Winner : Charles Goodwin Sands Memorial Thesis Award for exceptional merit in architecture
Nomination : Michael Rapuano Memorial Award for design excellence
Research Study : Hunter R. Rawlings III Cornell Presidential Research Scholarship
On May 29th, 1993, four Neo-Nazi skinheads set ablaze the freestanding home of the Genç family in Solingen, Germany killing five and maiming fourteen of its residents. With buildings set ablaze, the thesis reevaluates the architectural conception of the signifier over the signified, building as body’s corporeal obliteration, Postmodernism’s assertions of form as meaning, and site’s simultaneous temporal disassociation and contextual-specificity. The thesis uses arson as a method of destruction to formulate a reconstructed architecture, an architecture that will confront the possibilities of meaning without monumentalizing, deconstruction without absolute abstraction, and memory without recapitulation.

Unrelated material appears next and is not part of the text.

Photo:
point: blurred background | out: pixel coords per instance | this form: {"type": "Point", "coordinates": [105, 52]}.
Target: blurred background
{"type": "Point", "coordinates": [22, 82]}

The historical case study of the Genç home initiates a way of looking at an incident backwards—taking a still frame from the available media documentation and resolving its Zwischenzeit, “between-time”, states. Both as a representational tool and an argument for pragmatic deconstruction in the final interventions, the redrawing of the house serves to suspend time, space, object, and phenomenology of the arson.